Valente em Cannes (3)
Festival Fatigue
Me lembro de que, quando eu apenas tinha vontade de vir ao Festival um dia, eu achava uma frescura e uma certa tiração de onda quando o amigo crítico recifense Kléber Mendonça Filho descrevia a tal doença-título do post. Ele dizia que era impossível acompanhar de fato os filmes, comer decentemente e dormir, e que, com isso, o crítico terminava muito mais um zumbi do que um espectador privilegiado. É impressionante constatar a total verdade da versão dele. Após três dias de Festival, qualquer pessoa com o idealismo de cobrir a sério um evento como este já está completamente esgotada. Acorda-se às 7 e meia da manhã pra se ver a primeira sessão de imprensa às 8h30 (sempre do filme mais importante da competição), e vê-se filmes correndo de uma sala para a outra (enfrentando filas sempre, e nem sempre sentando-se nos melhores lugares) até a meia-noite. Comer é quase um sonho, e quando realizado após a última sessão significa menos horas de sono precioso.
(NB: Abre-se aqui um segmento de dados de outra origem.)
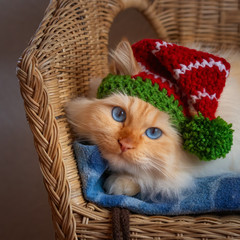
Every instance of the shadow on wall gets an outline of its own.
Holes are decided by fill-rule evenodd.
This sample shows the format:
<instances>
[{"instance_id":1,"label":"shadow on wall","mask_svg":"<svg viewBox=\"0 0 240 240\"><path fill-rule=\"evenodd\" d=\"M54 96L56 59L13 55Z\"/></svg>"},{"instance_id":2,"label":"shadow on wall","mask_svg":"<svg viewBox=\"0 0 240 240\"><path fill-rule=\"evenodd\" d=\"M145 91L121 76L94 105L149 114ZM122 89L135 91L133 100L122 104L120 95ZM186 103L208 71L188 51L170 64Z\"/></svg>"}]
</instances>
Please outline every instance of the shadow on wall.
<instances>
[{"instance_id":1,"label":"shadow on wall","mask_svg":"<svg viewBox=\"0 0 240 240\"><path fill-rule=\"evenodd\" d=\"M109 33L109 49L115 48L123 37L132 44L144 38L158 38L144 15L134 8L120 12L114 19Z\"/></svg>"}]
</instances>

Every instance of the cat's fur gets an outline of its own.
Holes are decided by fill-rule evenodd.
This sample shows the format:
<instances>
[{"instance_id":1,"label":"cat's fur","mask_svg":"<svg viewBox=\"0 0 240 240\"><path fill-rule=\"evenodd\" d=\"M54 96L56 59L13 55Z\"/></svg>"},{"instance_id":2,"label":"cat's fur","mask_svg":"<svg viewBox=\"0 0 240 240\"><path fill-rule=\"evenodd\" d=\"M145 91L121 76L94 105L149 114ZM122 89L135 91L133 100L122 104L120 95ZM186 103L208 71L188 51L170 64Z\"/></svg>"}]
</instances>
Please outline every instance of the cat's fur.
<instances>
[{"instance_id":1,"label":"cat's fur","mask_svg":"<svg viewBox=\"0 0 240 240\"><path fill-rule=\"evenodd\" d=\"M149 103L124 94L113 94L105 99L77 98L67 106L69 122L75 132L99 146L113 174L104 187L109 194L135 195L154 198L178 195L181 189L193 186L193 177L240 172L240 54L214 53L231 63L231 72L219 101L216 116L233 124L234 140L225 159L204 162L182 149L181 136L171 126L167 113ZM115 74L136 74L138 66L130 44L123 41L112 52L110 67ZM96 87L95 87L96 89ZM111 115L119 106L126 112L124 123ZM163 135L149 139L144 133L149 127L158 127ZM128 146L121 151L121 144Z\"/></svg>"}]
</instances>

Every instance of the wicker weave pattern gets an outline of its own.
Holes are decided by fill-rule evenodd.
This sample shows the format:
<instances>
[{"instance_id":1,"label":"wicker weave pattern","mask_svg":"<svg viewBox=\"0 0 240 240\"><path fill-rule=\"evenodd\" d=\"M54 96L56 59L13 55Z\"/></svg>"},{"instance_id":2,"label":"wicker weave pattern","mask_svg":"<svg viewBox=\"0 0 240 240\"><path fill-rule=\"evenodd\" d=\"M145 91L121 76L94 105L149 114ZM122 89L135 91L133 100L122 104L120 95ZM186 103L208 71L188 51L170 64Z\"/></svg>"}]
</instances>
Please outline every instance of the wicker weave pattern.
<instances>
[{"instance_id":1,"label":"wicker weave pattern","mask_svg":"<svg viewBox=\"0 0 240 240\"><path fill-rule=\"evenodd\" d=\"M87 203L64 105L105 76L114 17L135 7L166 41L240 48L238 0L52 0L18 63L29 126L49 193L56 239L111 239L111 213ZM132 239L240 239L240 217L132 214Z\"/></svg>"}]
</instances>

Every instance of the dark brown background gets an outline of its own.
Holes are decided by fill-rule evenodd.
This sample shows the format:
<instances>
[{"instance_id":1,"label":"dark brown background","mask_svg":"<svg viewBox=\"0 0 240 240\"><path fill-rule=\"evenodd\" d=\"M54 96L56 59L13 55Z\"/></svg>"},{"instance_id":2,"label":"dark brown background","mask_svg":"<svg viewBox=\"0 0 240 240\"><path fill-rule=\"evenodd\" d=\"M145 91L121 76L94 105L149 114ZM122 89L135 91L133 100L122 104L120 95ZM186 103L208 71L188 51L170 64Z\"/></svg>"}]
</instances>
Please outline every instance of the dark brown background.
<instances>
[{"instance_id":1,"label":"dark brown background","mask_svg":"<svg viewBox=\"0 0 240 240\"><path fill-rule=\"evenodd\" d=\"M36 31L48 0L0 1L0 239L54 239L48 197L16 78L17 59ZM117 16L110 48L156 35L134 9Z\"/></svg>"}]
</instances>

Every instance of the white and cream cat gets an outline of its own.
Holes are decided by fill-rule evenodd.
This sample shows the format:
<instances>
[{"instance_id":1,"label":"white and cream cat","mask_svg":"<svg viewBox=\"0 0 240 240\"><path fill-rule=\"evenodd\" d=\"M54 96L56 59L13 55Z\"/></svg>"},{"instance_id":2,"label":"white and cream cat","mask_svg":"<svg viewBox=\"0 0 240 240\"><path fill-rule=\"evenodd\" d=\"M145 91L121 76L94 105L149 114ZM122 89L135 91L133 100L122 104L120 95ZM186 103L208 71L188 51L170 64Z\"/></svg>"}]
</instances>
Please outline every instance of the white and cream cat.
<instances>
[{"instance_id":1,"label":"white and cream cat","mask_svg":"<svg viewBox=\"0 0 240 240\"><path fill-rule=\"evenodd\" d=\"M67 116L77 135L98 145L109 163L112 175L104 184L107 193L132 196L141 192L142 197L152 199L159 192L177 196L183 188L193 187L194 177L240 172L240 54L214 54L231 64L216 114L234 129L233 146L224 159L205 162L184 151L168 114L137 97L115 93L105 99L93 98L99 81L91 84L89 98L68 104ZM140 71L127 41L120 42L111 56L111 72L134 75ZM124 121L114 116L116 107ZM146 130L151 127L161 129L161 137L149 138Z\"/></svg>"}]
</instances>

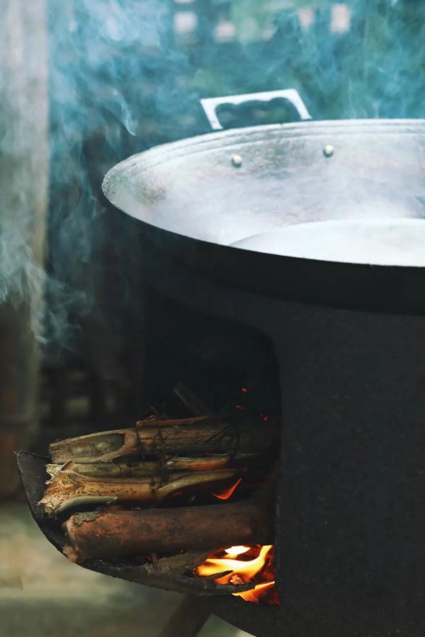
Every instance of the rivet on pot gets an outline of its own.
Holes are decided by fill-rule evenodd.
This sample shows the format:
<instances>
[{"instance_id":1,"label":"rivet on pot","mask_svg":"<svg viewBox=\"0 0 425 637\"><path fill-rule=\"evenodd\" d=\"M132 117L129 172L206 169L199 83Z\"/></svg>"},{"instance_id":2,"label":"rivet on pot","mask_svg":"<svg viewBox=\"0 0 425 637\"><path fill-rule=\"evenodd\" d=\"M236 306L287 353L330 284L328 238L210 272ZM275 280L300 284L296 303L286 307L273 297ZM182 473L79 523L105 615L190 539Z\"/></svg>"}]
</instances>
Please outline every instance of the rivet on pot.
<instances>
[{"instance_id":1,"label":"rivet on pot","mask_svg":"<svg viewBox=\"0 0 425 637\"><path fill-rule=\"evenodd\" d=\"M232 155L232 164L235 168L240 168L243 164L243 159L240 155Z\"/></svg>"}]
</instances>

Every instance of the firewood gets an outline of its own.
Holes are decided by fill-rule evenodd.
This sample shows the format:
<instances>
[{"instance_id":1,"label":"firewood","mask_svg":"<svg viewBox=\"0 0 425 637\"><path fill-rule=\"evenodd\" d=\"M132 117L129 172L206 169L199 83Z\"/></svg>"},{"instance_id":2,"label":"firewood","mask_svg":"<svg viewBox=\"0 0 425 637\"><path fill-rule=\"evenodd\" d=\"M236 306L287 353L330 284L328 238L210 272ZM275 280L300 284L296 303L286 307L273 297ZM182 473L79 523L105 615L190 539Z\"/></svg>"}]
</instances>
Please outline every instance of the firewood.
<instances>
[{"instance_id":1,"label":"firewood","mask_svg":"<svg viewBox=\"0 0 425 637\"><path fill-rule=\"evenodd\" d=\"M46 472L52 478L61 470L73 471L80 475L93 478L137 478L159 474L164 470L209 471L227 466L243 466L257 456L254 453L231 456L200 456L197 458L171 457L164 462L153 461L128 461L120 462L75 462L69 460L64 464L47 464Z\"/></svg>"},{"instance_id":2,"label":"firewood","mask_svg":"<svg viewBox=\"0 0 425 637\"><path fill-rule=\"evenodd\" d=\"M265 432L265 427L266 432ZM212 416L180 420L140 421L132 429L90 434L55 442L53 463L110 462L120 456L199 453L265 453L273 450L277 428L245 418Z\"/></svg>"},{"instance_id":3,"label":"firewood","mask_svg":"<svg viewBox=\"0 0 425 637\"><path fill-rule=\"evenodd\" d=\"M159 461L84 463L69 460L64 464L46 465L46 473L52 478L64 470L91 478L138 478L159 473L161 463Z\"/></svg>"},{"instance_id":4,"label":"firewood","mask_svg":"<svg viewBox=\"0 0 425 637\"><path fill-rule=\"evenodd\" d=\"M273 515L265 500L175 509L77 513L63 525L66 554L91 558L208 550L211 546L273 542Z\"/></svg>"},{"instance_id":5,"label":"firewood","mask_svg":"<svg viewBox=\"0 0 425 637\"><path fill-rule=\"evenodd\" d=\"M81 504L125 502L137 504L161 502L173 494L197 490L228 480L234 469L217 469L193 473L171 473L168 481L160 475L140 478L98 478L60 470L47 482L47 488L38 504L40 512L49 516Z\"/></svg>"}]
</instances>

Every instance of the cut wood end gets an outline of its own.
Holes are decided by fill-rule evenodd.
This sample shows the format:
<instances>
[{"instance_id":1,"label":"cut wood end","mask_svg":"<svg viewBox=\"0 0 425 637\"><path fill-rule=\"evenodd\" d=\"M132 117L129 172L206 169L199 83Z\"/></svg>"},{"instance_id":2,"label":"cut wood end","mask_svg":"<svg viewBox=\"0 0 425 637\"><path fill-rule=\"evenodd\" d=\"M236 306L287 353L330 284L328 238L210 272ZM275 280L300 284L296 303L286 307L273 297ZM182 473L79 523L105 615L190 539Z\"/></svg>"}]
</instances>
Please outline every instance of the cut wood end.
<instances>
[{"instance_id":1,"label":"cut wood end","mask_svg":"<svg viewBox=\"0 0 425 637\"><path fill-rule=\"evenodd\" d=\"M62 553L65 556L65 557L69 560L70 562L73 562L74 564L77 564L81 561L78 553L74 549L74 546L71 546L71 544L67 544L65 546L64 546Z\"/></svg>"}]
</instances>

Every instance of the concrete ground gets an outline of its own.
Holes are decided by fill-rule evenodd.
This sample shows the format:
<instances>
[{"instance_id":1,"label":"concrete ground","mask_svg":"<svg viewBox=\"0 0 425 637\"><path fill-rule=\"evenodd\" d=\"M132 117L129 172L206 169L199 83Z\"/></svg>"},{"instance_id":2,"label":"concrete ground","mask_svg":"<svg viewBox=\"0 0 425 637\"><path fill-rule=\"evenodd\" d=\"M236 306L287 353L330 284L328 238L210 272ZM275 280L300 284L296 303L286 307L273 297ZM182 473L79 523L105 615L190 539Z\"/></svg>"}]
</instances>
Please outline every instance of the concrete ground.
<instances>
[{"instance_id":1,"label":"concrete ground","mask_svg":"<svg viewBox=\"0 0 425 637\"><path fill-rule=\"evenodd\" d=\"M157 637L181 599L72 564L26 503L0 505L0 637ZM212 616L199 637L247 634Z\"/></svg>"}]
</instances>

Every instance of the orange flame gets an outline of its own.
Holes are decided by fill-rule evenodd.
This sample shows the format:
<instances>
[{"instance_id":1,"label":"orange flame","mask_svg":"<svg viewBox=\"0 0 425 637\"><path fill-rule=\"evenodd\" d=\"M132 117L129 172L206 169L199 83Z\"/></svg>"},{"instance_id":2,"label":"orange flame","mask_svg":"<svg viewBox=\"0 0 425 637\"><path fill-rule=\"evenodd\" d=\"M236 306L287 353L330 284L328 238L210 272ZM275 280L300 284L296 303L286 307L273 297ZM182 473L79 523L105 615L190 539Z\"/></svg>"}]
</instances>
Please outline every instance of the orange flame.
<instances>
[{"instance_id":1,"label":"orange flame","mask_svg":"<svg viewBox=\"0 0 425 637\"><path fill-rule=\"evenodd\" d=\"M273 568L273 545L260 546L230 546L212 553L196 569L200 576L211 577L215 573L230 571L217 577L216 584L248 584L254 582L255 587L249 591L233 593L246 602L259 602L266 598L269 603L278 604L274 590Z\"/></svg>"},{"instance_id":2,"label":"orange flame","mask_svg":"<svg viewBox=\"0 0 425 637\"><path fill-rule=\"evenodd\" d=\"M231 495L233 495L239 485L242 481L242 478L238 478L237 481L232 485L229 489L226 489L225 491L223 491L222 493L213 493L212 495L214 497L217 497L219 500L229 500Z\"/></svg>"}]
</instances>

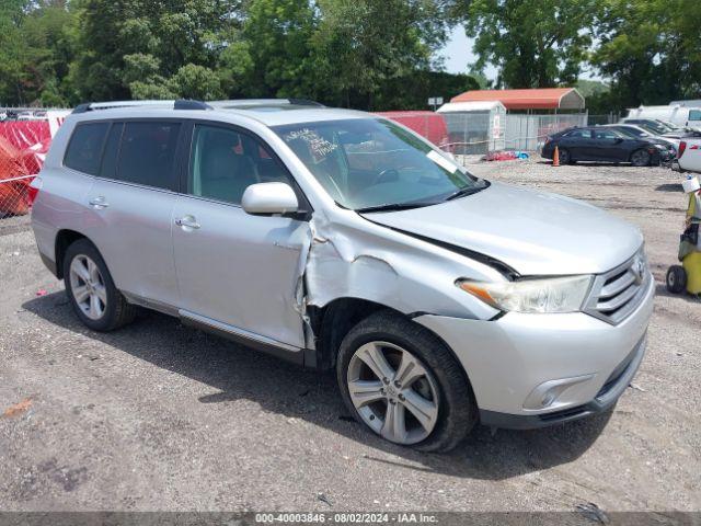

E os amigos da cobertura diária ainda precisam mandar várias linhas coerentes pros seus jornais colocando em dia as notícias (na maior parte das vezes em detrimento de ver filmes importantes). Comprovo: é coisa de maluco. Os jornalistas são, disparados, os mais estressados e cansados no Festival desde o segundo dia. E, um segredo de estado - a grande maioria dorme em pelo menos um filme por dia, e escreve sobre eles muitas vezes (por obrigação, diga-se) a partir do pouco que tenha visto e do comentário dos amigos. Eu confesso: na Competição Oficial dormi no filme de Samira Makhmalbaf, este não por culpa dela (não vi o suficiente pra saber se é bom), e no de Pupi Avati (este de propósito, porque o filme é ruim demais). Ah, e comemorei hoje a primeira saída com meia hora de filme: Qui A Tué Bambi?, um suspense francês risível que passava fora de competição.